ABSTRACT

In 2000, the United Nations developed eight Millennium Development Goals to improve health and wellbeing worldwide. Millennium Development Goal 6, “combat HIV/AIDS, malaria, and other diseases,” is crucial for many countries worldwide, especially in sub-Saharan Africa which faces a unique dual burden of communicable and non-communicable diseases. Malaria, in particular, has plagued sub-Saharan Africa for decades, a region which carries a disproportionately high global burden of the disease. In 2015, sub-Saharan Africa bore 88% of all malaria cases and 90% of all malaria-related deaths.
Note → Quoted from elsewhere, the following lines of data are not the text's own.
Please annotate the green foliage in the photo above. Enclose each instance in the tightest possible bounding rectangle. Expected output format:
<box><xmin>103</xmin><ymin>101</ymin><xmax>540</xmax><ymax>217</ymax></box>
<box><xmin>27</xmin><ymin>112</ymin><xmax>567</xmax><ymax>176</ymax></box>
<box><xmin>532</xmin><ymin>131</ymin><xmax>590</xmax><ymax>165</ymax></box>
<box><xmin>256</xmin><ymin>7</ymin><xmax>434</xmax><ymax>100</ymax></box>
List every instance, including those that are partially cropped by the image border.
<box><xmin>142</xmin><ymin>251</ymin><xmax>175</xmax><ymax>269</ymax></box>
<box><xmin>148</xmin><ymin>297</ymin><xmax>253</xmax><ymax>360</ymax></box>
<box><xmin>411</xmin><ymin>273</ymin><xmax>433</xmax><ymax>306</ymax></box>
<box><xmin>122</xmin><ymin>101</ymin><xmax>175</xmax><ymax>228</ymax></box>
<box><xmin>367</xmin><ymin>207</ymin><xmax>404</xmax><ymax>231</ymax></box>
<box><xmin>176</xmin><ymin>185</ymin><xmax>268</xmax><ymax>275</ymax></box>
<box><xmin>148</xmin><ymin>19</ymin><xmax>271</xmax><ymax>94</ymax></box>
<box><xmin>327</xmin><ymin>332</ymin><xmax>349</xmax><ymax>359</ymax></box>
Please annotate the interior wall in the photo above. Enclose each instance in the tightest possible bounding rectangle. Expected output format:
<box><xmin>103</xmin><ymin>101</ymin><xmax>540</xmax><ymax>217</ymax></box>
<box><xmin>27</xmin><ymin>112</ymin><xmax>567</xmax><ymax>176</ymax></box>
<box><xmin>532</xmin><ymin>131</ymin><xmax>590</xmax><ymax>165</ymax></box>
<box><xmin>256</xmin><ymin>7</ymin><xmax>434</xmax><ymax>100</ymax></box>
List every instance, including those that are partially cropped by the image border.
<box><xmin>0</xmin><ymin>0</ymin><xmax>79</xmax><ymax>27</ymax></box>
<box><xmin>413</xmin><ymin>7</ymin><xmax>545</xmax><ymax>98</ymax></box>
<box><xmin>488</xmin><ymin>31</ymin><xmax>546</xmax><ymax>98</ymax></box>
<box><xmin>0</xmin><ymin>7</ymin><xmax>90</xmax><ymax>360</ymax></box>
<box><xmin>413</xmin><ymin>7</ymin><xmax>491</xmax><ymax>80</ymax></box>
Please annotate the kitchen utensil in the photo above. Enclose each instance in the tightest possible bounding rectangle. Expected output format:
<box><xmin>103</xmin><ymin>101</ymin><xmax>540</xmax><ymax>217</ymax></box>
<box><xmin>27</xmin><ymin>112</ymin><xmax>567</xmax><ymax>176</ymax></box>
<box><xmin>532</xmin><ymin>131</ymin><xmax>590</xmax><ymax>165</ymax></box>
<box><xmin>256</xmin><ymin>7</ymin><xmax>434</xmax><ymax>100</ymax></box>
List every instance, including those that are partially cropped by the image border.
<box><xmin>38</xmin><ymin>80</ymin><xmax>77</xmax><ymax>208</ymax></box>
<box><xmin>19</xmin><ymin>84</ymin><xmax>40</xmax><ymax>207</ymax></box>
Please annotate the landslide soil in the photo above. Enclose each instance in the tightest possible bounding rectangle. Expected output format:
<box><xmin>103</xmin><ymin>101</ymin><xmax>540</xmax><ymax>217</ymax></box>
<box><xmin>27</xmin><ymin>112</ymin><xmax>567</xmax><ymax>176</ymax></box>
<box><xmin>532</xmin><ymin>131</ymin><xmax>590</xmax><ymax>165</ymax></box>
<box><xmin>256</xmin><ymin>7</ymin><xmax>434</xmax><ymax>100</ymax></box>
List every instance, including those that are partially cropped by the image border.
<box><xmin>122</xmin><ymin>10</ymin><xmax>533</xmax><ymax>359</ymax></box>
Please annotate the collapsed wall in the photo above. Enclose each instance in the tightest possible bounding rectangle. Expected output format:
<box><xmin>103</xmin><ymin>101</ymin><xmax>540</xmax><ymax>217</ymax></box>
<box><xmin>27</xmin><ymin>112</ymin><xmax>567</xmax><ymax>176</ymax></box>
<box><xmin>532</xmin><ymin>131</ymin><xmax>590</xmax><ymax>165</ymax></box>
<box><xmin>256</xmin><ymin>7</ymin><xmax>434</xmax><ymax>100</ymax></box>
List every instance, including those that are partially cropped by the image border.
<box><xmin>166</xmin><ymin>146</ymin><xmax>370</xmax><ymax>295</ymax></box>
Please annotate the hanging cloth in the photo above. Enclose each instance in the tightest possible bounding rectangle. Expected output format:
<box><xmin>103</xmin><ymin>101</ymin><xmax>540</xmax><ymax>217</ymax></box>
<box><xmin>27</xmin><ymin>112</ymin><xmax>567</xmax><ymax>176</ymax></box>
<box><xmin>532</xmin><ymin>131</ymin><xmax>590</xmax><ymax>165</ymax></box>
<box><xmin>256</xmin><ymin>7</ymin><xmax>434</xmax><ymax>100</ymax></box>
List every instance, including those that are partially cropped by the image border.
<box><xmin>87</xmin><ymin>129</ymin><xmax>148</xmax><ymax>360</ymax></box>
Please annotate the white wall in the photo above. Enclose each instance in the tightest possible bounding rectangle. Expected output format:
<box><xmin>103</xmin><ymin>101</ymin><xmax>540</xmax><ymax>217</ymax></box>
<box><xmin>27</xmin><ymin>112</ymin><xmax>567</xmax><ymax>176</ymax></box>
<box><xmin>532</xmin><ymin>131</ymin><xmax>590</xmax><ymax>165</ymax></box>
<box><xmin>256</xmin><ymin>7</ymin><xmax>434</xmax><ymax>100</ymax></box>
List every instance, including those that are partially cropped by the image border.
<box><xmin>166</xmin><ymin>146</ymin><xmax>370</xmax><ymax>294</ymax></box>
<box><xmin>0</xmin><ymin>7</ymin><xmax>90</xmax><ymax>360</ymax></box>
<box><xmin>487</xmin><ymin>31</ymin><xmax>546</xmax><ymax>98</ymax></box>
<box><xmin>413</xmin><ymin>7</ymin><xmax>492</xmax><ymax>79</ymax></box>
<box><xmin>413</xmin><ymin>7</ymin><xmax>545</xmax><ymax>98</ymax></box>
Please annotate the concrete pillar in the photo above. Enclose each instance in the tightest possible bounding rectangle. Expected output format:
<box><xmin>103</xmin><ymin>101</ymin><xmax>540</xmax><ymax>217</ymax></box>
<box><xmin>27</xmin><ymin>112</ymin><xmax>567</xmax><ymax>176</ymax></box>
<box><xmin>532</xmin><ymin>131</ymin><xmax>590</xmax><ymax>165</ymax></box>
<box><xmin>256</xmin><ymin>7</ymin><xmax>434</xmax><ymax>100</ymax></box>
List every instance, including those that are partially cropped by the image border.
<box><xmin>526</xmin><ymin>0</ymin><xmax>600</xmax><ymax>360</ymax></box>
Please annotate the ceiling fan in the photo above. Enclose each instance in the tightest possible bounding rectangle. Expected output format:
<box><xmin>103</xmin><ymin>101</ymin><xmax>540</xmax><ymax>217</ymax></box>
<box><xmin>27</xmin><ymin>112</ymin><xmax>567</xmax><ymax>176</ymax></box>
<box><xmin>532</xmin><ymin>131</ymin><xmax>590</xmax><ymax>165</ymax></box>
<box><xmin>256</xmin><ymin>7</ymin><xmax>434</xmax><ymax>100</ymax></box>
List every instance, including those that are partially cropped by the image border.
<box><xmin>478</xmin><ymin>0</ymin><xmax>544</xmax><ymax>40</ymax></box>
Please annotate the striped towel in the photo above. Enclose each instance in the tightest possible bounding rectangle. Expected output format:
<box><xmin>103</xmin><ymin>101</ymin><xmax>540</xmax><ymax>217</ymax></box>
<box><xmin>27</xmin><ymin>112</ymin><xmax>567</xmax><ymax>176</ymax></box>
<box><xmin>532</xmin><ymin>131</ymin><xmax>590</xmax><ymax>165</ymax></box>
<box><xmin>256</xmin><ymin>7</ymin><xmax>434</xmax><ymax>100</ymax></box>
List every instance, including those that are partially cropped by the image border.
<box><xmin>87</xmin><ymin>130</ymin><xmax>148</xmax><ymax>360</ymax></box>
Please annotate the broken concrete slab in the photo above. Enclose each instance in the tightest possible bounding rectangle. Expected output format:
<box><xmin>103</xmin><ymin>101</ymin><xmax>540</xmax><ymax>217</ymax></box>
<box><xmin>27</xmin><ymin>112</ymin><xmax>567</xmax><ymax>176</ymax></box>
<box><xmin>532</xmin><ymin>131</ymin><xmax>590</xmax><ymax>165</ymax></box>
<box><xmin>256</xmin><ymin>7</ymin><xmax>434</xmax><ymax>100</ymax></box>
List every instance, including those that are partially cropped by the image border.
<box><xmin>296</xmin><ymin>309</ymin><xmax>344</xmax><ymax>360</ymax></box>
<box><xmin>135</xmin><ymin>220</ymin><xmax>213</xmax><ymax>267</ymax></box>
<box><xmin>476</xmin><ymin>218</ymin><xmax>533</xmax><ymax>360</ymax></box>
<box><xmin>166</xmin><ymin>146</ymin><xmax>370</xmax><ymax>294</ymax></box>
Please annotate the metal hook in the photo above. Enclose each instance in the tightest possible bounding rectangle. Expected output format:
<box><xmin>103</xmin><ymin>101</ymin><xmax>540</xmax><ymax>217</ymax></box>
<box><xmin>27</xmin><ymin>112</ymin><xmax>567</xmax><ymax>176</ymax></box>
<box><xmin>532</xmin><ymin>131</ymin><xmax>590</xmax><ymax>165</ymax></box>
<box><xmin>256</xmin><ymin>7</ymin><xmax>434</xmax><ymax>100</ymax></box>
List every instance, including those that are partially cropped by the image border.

In areas with high malaria transmission, children under the age of five years old are the most vulnerable to infection, illness, and death, with 70% of malaria deaths occurring in this age group (World Health Organization 2016a). As a result of the substantial expansion of interventions globally, there has been a 58% decline in malaria deaths between 2000 and 2015 (World Health Organization 2016a). In sub-Saharan Africa, as well, the burden of malaria has declined as treatment and diagnosis initiatives have been scaled up. In this 15-year time period, over 6.2 million malaria deaths have been prevented, primarily among children in sub-Saharan Africa. Furthermore, the global incidence of malaria has fallen by 37% (United Nations 2015).